Businesses who fail to lodge their annual financial reports with ASIC may find themselves slapped with a prosecution notice.
Under section 319(1) of the Corporations Act 2001 (Cth) (Corporations Act) all registered schemes, disclosing entities and most companies are required to lodge their annual financial reports with ASIC.
All public companies, companies limited by guarantee and large proprietary companies are obligated to comply with s 319(1). Certain small companies must also lodge their financial reports and statements with ASIC, including small proprietary companies that are foreign-controlled, or those small companies and proprietary companies that are directed by their shareholders or ASIC to prepare a report.
Failure to comply with s 319(1) of the Corporations Act is a criminal charge.

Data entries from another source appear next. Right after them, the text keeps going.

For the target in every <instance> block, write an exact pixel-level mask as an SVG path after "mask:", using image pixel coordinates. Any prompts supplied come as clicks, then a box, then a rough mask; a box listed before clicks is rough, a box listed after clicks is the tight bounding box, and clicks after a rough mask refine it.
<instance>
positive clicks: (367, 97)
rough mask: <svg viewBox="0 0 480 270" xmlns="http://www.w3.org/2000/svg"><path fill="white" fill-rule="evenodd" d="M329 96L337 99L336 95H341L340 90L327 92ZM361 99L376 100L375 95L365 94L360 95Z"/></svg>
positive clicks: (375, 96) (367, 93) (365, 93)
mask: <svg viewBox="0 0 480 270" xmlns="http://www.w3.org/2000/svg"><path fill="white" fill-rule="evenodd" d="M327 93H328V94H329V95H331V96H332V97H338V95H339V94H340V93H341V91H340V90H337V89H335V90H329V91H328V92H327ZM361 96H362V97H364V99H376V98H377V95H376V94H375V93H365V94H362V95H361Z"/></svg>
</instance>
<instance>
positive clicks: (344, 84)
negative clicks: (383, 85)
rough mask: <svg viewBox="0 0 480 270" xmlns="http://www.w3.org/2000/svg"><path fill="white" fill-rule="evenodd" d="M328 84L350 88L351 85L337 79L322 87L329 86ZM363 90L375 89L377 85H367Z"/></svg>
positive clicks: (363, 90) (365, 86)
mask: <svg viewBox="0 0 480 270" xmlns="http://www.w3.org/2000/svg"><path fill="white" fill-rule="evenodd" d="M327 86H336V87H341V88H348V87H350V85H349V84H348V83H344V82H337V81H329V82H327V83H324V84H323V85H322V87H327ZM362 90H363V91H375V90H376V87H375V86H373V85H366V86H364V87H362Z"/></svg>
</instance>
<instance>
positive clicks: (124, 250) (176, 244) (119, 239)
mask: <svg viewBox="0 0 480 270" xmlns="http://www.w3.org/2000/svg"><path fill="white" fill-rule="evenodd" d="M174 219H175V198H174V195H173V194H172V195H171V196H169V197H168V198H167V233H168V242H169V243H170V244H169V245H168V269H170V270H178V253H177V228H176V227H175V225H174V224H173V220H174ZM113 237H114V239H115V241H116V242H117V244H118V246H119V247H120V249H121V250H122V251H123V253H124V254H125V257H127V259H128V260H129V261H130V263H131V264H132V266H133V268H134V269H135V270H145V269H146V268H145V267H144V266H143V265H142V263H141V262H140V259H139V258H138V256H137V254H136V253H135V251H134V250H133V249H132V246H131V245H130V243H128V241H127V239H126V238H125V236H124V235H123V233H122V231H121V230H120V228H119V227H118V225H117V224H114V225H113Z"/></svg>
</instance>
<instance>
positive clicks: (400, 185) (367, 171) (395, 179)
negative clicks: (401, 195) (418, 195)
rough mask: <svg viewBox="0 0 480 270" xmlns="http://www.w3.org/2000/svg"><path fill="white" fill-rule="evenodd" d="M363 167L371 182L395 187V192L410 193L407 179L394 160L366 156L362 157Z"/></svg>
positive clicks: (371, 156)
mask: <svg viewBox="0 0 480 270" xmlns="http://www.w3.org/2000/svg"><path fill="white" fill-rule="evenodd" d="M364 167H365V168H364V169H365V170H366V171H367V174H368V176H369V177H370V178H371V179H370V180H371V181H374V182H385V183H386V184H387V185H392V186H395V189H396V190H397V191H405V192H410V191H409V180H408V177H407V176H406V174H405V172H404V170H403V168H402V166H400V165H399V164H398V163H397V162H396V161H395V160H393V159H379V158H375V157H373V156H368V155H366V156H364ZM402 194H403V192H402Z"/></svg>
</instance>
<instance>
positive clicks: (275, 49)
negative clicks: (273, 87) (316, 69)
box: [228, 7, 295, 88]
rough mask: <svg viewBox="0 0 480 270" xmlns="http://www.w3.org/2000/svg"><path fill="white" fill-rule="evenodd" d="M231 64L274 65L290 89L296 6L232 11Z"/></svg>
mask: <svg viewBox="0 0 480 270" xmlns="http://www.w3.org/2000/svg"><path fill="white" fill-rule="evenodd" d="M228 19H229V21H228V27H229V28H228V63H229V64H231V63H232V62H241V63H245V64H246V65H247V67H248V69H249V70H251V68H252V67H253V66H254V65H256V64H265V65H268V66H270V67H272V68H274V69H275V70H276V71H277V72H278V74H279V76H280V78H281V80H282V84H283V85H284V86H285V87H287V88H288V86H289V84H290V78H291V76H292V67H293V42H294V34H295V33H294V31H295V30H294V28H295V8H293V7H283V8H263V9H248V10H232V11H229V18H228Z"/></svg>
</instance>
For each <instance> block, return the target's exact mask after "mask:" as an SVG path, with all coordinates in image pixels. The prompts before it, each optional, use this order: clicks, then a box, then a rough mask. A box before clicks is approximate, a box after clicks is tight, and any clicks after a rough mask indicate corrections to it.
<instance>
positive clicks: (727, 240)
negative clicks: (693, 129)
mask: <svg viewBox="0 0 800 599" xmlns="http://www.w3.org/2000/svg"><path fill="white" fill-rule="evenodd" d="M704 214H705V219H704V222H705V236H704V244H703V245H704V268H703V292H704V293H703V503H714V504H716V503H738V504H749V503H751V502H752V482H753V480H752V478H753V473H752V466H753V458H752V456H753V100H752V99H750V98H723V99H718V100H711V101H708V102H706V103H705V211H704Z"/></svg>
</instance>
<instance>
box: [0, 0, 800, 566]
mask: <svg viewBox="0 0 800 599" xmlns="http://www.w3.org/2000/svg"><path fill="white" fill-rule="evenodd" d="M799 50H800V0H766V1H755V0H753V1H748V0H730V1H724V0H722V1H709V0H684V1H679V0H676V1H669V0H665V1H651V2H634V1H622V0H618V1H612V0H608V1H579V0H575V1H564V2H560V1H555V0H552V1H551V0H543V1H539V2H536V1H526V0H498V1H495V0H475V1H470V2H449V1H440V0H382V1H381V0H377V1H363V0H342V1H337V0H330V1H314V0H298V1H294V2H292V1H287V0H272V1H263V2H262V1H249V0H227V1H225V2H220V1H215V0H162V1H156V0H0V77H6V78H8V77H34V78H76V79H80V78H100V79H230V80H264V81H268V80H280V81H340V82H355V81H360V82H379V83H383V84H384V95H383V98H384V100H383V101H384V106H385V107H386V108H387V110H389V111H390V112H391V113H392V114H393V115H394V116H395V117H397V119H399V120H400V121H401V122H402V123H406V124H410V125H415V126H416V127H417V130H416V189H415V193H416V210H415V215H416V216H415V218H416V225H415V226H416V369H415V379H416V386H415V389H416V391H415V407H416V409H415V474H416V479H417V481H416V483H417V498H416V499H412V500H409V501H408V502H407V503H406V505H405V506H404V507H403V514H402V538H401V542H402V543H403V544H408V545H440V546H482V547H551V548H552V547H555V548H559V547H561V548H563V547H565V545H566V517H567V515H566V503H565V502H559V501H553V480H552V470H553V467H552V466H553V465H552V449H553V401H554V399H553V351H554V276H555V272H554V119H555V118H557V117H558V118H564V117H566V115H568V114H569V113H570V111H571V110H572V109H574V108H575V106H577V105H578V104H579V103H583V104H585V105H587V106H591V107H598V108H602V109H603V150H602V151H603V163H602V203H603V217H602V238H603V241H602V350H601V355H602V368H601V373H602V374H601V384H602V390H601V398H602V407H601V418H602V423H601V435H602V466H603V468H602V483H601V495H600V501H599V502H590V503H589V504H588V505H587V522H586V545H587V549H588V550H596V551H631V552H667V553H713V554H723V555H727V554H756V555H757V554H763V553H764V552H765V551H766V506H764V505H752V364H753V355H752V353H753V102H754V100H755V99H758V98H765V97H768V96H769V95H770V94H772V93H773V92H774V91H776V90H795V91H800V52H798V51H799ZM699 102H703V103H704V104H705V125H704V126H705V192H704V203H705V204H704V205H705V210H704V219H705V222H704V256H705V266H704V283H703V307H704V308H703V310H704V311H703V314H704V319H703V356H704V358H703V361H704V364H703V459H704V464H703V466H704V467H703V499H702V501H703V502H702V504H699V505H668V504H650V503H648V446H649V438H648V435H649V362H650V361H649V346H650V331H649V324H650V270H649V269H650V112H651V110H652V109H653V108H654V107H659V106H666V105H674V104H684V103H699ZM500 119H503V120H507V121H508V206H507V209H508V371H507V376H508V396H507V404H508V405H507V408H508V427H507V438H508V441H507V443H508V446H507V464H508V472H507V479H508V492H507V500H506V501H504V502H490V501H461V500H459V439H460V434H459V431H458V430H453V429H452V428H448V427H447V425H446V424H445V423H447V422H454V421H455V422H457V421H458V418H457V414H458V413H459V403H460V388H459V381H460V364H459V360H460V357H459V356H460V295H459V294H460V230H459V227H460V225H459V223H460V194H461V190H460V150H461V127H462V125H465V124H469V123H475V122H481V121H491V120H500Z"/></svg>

It is also an offence of strict liability meaning that a company will be convicted even though it was genuinely ignorant of the factors making their act or omission a criminal offence.
A disclosing entity or registered scheme must lodge their annual report within 3 months after the end of the financial year, whilst a company must lodge their report with ASIC within 4 months.
Even if a company has not made a profit or traded during the financial year, a financial report is still required to be lodged.
A company's financial reports should be completed and lodged with a copy of Form 388 Copy of financial statements and reports, unless the company lodges its financial statements and reports with the ASX. A different form (Form 405) should be used for any entity that is a registered foreign company.
The financial reports and statements supplied must comply with Australian Accounting Standards. Under the Act, the components of a financial report include:
- a statement of financial position as at the end of the year
- a statement of comprehensive income for the year
- a statement of cash flows for the year
- a statement of changes in equity
- consolidated financial statements
- notes to financial statements
- directors' declaration that the financial statements: comply with accounting standards, have been made in accordance with the act, give a true and fair view of the company/scheme/entity, and there are reasonable grounds to believe the company/scheme/entity will be able to pay its debts)
- a directors' report
- an auditor's report.
It is therefore important that all entities, companies and schemes are aware of their reporting obligations to ASIC. Whilst this requirement may be easy to overlook, failure to lodge annual financial reports may result in a company facing criminal charges.